Amalan kedua: Menutupi seluruh badan si mayit dengan pakaian atau kain dan ini merupakan kesepakatan ulama, sebagaimana hadits Aisyah rodhiyallohu ‘anha:

أن رسول الله صلى الله عليه وسلم حين توفي سجي ببرد حبرة

“Bahwasanya Rosululloh shollallohu ‘alaihi wa sallam ketika meninggal dunia, jasad beliau ditutup dengan pakaian bergaris ala Yaman.” (HR. Bukhori dan Muslim)

Hikmah ditutupnya seluruh badan mayit adalah agar tidak tersingkap tubuh dan aurotnya yang telah berubah setelah meninggalnya. Menutup tubuh mayit tersebut dilakukan setelah dilepasnya pakaian si mayit tersebut agar tubuhnya tidak cepat rusak dikarenakan pakaiannya tersebut. Juga tidak meletakkan mayit di atas tanah, akan tetapi diletakkan di atas papan atau dipan dan sebagainya agar tidak cepat rusak. (lihat Fathul ‘Allam: 2/273)      

Perhatian: Hal ini adalah bagi yang meninggal bukan dalam keadaan muhrim (berihrom). Adapun yang meninggal dunia ketika berpakaian ihrom, maka tidaklah ditutup wajah dan kepalanya, berdasarkan hadits Ibnu Abbas rodhiyallohu ‘anhuma:

بينما رجل واقف بعرفة، إذ وقع عن راحلته فوقصته، أو قال: فأقعصته، فقال النبي صلى الله عليه وسلم: اغسلوه بماء وسدر، وكفنوه في ثوبين (وفي رواية: في ثوبيه) ولا تحنطوه (وفي رواية: ولا تطيبوه) ، ولا تخمروا رأسه (ولا وجهه) ، فإنه يبعث يوم القيامة ملبيا

“Ketika seseorang tengah melakukan wukuf di Arofah, tiba-tiba dia terjatuh dari hewan tunggangannya dan patah lehernya sehingga meninggal. Maka Nabi shollallohu ‘alaihi wa sallam berkata: “Mandikanlah ia dengan air campur sidr (bidara), lalu kafanilah dengan dua potong pakaian (dalam riwayat: dua potong pakaiannya), jangan diberi wewangingan. Jangan ditutupi kepala dan wajahnya. Sesungguhnya ia akan dibangkitkan nanti dalam keadaan bertalbiyah.” (HR. Bukhori tanpa tambahan riwayat dan Muslim dalam Shohih keduanya, Abu Nu’aim dalam Al-Mustakhroj, Al-Baihaqi dalam Sunannya)

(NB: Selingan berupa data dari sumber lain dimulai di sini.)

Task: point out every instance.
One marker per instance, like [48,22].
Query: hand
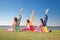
[47,11]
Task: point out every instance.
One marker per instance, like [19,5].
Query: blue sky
[11,8]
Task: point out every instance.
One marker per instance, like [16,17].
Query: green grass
[4,35]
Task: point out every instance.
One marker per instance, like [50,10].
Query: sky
[11,8]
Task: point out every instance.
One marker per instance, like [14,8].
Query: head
[28,21]
[41,21]
[15,19]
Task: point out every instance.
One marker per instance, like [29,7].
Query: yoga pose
[42,26]
[12,27]
[27,26]
[16,23]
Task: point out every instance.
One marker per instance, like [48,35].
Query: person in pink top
[27,26]
[40,26]
[12,27]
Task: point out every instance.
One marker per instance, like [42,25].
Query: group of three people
[40,28]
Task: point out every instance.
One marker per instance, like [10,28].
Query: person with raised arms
[43,24]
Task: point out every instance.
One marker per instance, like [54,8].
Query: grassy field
[4,35]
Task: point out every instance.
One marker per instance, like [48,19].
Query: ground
[4,35]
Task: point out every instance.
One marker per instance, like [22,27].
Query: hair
[41,20]
[28,20]
[15,19]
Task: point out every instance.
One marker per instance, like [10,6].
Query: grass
[4,35]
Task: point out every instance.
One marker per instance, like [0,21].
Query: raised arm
[19,18]
[46,18]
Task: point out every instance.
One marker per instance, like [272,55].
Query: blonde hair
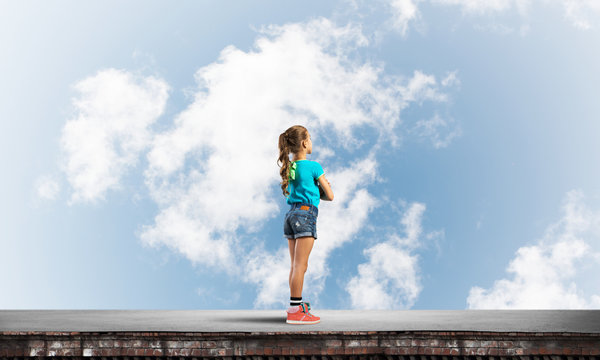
[290,141]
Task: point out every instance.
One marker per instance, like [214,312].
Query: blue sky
[460,139]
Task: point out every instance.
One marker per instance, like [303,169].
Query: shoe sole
[300,322]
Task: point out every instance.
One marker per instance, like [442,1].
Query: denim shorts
[300,221]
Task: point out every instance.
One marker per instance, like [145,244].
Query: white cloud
[389,279]
[582,13]
[214,173]
[546,275]
[488,6]
[47,187]
[113,109]
[403,13]
[437,130]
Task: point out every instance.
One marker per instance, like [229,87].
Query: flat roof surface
[575,321]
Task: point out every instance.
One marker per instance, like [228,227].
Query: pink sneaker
[300,315]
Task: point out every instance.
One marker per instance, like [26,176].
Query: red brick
[198,352]
[333,343]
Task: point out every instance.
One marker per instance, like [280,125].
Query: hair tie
[292,175]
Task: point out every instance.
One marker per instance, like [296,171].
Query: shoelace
[306,307]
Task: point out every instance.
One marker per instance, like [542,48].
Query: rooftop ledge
[267,321]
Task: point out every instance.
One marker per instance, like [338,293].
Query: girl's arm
[324,184]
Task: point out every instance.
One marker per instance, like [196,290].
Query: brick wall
[409,345]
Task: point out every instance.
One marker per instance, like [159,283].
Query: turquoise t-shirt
[303,189]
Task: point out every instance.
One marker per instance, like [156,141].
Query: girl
[307,185]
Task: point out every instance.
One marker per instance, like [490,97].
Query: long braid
[289,142]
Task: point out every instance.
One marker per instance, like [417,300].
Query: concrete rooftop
[576,321]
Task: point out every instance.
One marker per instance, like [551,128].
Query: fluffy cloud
[113,110]
[389,279]
[403,13]
[488,6]
[214,174]
[439,131]
[47,187]
[546,275]
[582,13]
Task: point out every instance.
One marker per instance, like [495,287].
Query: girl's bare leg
[292,246]
[300,264]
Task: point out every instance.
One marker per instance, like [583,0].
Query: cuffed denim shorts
[300,221]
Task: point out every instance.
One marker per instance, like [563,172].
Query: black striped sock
[295,301]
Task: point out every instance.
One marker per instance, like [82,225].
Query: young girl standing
[304,185]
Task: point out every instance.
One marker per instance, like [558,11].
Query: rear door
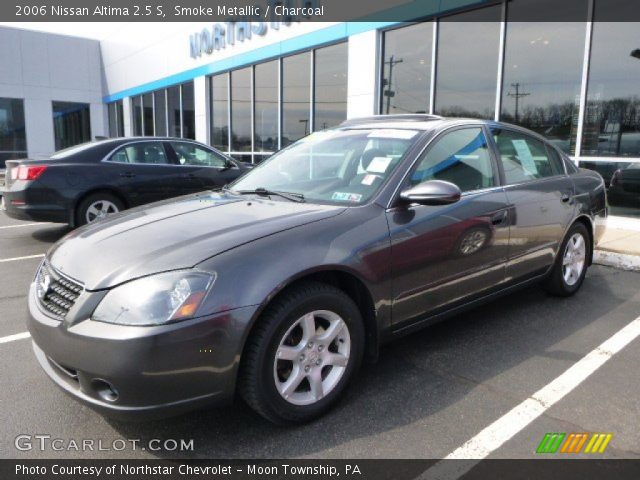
[201,168]
[144,172]
[541,196]
[445,254]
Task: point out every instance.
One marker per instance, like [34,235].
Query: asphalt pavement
[428,394]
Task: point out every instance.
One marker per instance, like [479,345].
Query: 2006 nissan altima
[277,287]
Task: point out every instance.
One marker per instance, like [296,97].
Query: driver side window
[461,157]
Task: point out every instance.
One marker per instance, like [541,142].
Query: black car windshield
[334,166]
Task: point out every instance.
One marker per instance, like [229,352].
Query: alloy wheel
[573,260]
[312,357]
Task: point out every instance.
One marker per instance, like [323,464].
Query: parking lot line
[22,225]
[13,338]
[503,429]
[14,259]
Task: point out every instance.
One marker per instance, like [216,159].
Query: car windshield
[334,166]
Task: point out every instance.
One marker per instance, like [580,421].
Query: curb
[617,260]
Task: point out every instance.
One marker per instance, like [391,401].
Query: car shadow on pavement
[51,233]
[419,376]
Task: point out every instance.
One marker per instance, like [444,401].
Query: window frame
[521,131]
[497,178]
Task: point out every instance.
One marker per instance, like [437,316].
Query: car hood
[174,234]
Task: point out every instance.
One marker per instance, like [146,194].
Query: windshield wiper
[294,197]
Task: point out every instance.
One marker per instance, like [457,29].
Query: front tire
[571,264]
[302,355]
[96,207]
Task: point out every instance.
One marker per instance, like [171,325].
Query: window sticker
[379,165]
[369,179]
[390,133]
[525,157]
[346,197]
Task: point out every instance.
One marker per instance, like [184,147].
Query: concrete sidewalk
[620,245]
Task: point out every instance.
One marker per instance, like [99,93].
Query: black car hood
[174,234]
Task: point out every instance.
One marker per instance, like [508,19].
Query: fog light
[104,389]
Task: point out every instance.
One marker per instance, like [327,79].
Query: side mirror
[433,192]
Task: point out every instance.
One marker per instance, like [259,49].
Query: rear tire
[302,355]
[97,206]
[571,264]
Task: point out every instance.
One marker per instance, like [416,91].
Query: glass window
[188,111]
[71,124]
[116,119]
[524,158]
[460,157]
[160,107]
[543,74]
[296,88]
[173,111]
[266,107]
[334,166]
[406,77]
[219,112]
[330,88]
[467,65]
[241,110]
[194,155]
[612,118]
[136,113]
[148,153]
[13,139]
[147,112]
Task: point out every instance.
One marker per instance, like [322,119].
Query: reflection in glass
[407,69]
[136,112]
[188,111]
[612,118]
[13,140]
[173,111]
[219,112]
[71,124]
[266,107]
[147,109]
[542,77]
[241,110]
[160,102]
[330,95]
[296,87]
[467,65]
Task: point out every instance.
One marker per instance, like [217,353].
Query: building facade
[250,89]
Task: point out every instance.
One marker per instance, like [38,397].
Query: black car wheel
[97,206]
[571,263]
[303,353]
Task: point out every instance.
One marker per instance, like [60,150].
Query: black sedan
[277,287]
[90,181]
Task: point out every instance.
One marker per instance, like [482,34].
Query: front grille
[56,293]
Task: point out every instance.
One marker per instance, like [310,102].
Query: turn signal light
[30,172]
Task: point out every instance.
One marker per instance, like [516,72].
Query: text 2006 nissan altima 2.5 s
[277,287]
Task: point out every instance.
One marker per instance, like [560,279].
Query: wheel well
[589,226]
[357,291]
[110,191]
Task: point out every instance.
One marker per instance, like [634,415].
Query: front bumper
[151,371]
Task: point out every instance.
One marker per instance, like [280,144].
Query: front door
[443,254]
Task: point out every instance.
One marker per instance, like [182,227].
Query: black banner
[534,469]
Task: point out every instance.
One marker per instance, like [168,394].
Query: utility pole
[517,95]
[388,92]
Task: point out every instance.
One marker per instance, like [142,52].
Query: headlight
[155,300]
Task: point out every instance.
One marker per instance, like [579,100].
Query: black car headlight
[155,300]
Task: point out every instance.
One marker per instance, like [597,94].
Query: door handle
[499,218]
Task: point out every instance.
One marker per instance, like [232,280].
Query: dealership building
[251,88]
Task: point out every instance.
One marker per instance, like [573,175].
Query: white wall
[41,68]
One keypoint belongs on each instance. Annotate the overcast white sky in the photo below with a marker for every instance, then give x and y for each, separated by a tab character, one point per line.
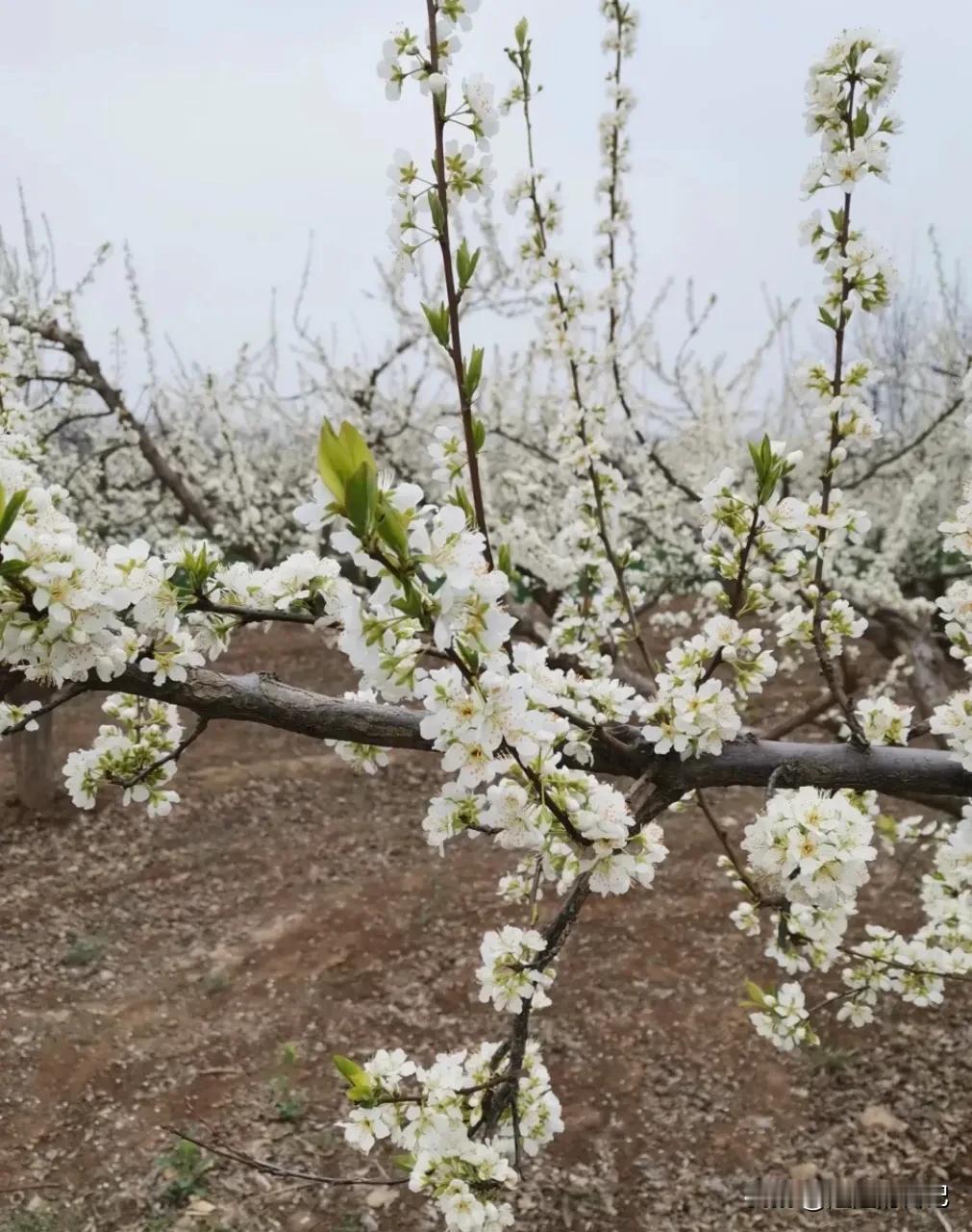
213	136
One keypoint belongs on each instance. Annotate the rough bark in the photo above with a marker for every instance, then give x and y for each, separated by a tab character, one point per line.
752	763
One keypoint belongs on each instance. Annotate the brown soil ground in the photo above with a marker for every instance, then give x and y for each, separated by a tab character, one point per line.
150	972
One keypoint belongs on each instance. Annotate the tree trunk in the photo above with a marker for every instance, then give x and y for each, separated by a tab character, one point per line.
35	762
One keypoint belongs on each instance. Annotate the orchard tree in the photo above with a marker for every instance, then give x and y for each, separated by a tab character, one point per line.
512	645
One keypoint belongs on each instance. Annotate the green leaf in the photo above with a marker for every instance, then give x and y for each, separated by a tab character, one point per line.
437	320
473	376
10	514
329	463
362	499
828	319
438	214
349	1069
356	448
461	498
392	530
465	264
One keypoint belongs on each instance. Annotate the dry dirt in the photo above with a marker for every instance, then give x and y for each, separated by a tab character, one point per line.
152	971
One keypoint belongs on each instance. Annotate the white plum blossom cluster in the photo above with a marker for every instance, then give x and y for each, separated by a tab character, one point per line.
459	170
509	976
846	91
783	1017
810	846
130	753
884	721
437	1126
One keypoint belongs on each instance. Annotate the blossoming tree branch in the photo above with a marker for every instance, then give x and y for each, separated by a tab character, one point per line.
525	666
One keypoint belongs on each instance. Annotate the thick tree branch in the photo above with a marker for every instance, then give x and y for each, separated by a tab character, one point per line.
262	698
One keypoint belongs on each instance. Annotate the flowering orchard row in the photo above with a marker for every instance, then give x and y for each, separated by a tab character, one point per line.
424	589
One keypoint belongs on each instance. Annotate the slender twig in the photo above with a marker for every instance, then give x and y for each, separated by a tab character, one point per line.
827	663
452	297
272	1169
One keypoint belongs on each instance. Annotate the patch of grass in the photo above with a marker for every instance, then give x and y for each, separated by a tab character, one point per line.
184	1170
84	950
288	1100
32	1221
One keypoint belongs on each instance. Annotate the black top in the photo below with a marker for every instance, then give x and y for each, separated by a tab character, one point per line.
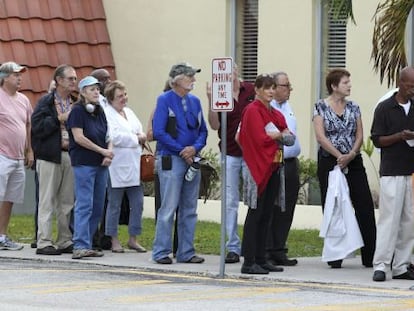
390	118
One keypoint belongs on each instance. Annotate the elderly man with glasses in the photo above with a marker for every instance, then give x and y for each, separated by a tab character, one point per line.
50	141
181	133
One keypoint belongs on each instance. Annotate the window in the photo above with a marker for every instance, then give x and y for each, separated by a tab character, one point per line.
246	38
333	49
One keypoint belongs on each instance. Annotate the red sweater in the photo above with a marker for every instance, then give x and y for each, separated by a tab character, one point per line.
259	149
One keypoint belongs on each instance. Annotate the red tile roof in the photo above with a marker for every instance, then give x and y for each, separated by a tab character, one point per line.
42	34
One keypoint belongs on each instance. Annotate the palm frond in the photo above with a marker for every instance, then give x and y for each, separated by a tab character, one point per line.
388	40
341	9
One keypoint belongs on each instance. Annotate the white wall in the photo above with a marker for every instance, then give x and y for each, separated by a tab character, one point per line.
149	36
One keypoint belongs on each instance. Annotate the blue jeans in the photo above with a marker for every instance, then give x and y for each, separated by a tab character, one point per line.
176	191
90	187
234	165
135	196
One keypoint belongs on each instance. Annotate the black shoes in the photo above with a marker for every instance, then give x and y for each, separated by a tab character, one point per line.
253	269
379	276
336	264
232	257
283	262
164	261
67	250
195	259
48	250
409	275
271	268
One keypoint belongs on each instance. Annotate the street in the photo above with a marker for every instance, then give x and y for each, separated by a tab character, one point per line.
40	285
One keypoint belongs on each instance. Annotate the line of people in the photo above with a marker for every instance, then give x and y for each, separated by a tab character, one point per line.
81	144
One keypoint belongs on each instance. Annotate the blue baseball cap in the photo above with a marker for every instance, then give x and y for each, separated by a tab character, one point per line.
87	81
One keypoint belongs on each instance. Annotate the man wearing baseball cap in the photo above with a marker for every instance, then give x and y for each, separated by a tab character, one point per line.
181	133
90	151
15	145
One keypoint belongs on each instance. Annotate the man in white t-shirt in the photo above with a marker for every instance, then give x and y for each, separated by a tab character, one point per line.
15	146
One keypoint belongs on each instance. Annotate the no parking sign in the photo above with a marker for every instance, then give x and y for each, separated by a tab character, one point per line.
222	84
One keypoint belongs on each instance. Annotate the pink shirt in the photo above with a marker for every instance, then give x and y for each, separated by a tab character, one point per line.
15	113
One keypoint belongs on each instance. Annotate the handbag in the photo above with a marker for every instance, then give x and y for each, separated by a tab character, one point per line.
147	164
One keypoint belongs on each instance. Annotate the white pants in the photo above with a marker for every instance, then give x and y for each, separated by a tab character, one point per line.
395	226
56	194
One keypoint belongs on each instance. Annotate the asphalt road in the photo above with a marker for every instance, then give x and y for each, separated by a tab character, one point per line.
49	285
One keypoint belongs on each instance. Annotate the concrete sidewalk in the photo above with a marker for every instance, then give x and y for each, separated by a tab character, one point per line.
309	271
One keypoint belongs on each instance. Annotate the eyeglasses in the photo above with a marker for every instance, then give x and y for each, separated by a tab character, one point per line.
289	86
71	78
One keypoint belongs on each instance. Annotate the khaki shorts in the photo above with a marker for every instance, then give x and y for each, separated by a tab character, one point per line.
12	180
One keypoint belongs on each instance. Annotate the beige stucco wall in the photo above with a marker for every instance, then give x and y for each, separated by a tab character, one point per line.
149	36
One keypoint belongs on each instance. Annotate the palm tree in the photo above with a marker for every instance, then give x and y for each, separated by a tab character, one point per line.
388	40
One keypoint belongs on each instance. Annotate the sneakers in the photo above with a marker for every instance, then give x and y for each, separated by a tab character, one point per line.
67	250
232	257
409	275
48	250
9	245
80	253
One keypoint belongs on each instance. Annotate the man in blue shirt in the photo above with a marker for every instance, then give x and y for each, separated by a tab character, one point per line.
181	133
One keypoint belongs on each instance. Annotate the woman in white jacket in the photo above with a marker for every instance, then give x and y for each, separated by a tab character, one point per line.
127	136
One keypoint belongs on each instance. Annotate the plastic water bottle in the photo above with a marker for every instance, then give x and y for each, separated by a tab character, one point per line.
192	171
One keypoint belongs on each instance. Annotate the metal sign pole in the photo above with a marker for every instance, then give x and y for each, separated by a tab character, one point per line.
222	101
223	191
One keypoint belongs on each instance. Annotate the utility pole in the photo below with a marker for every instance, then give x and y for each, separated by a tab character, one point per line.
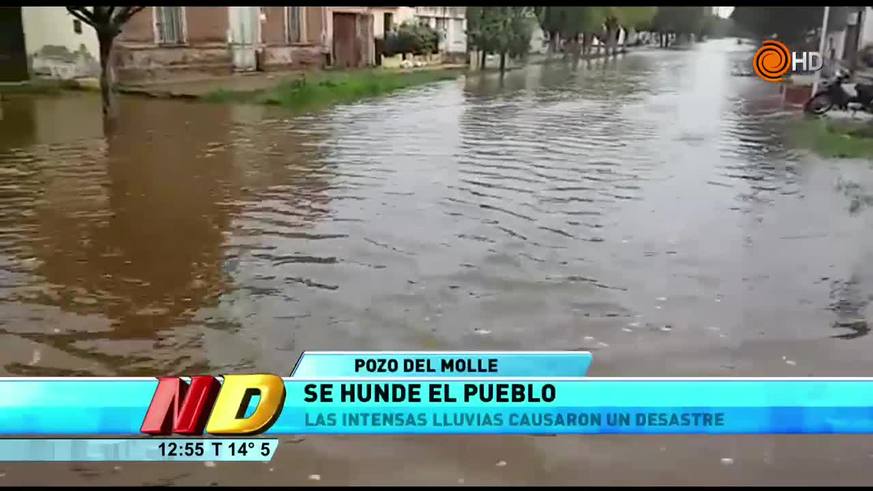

Amalan ketiga: Menyegerakan proses pengurusan jenazah jika telah yakin akan kematiannya. Hal ini berdasarkan hadits Abu Huroiroh rodhiyallohu ‘anhu, bahwasanya Rosululloh shollallohu ‘alaihi wa sallam bersabda:

أسرعوا بالجنازة، فإن تك صالحة فخير تقدمونها، وإن يك سوى ذلك، فشر تضعونه عن رقابكم

“Segerakanlah pengurusan jenazah. Jika ia seorang yang sholeh, maka ia adalah kebaikan yang segera kalian kedepankan. Jika selain itu, maka ia adalah kejelekan yang segera kalian lepaskan dari pundak-pundak kalian.” (HR. Bukhori dan Muslim)

Hal-hal yang boleh dilakukan oleh para hadirin terhadap si mayit

Diperbolehkan bagi para hadirin untuk menyingkap wajah si mayit serta menciumnya dan diperbolehkan untuk menangis bersedih hati selama tiga hari, tidak lebih dari itu. Diantara dalil-dalil yang menunjukkan hal ini adalah:

Hadits Jabir bin Abdillah rodhiyallohu ‘anhuma, ketika terbunuhnya Abdulloh ayahnya. Beliau berkata: “Ketika ayahku terbunuh, maka aku singkapkan kain penutup wajahnya sambil aku menangis. Orang-orang melarangku untuk itu, sedangkan Nabi shollallohu ‘alaihi wa sallam tidak melarangku. Kemudian Nabi memerintahkan agar jenazah ayahku diangkat. Seketika itu bibiku Fathimah mulai menangis. Maka Nabi shollallohu ‘alaihi wa sallam bersabda:

تبكين، أولا تبكين، ما زالت الملائكة تظله بأجنحتها حتى رفعتموه

“Engkau menangis ataupun tidak, senantiasa malaikat memayunginya dengan sayap-sayapnya sampai kalian mengangkatnya.” (HR. Bukhori dengan tambahan riwayat dari Muslim dan Nasa’i)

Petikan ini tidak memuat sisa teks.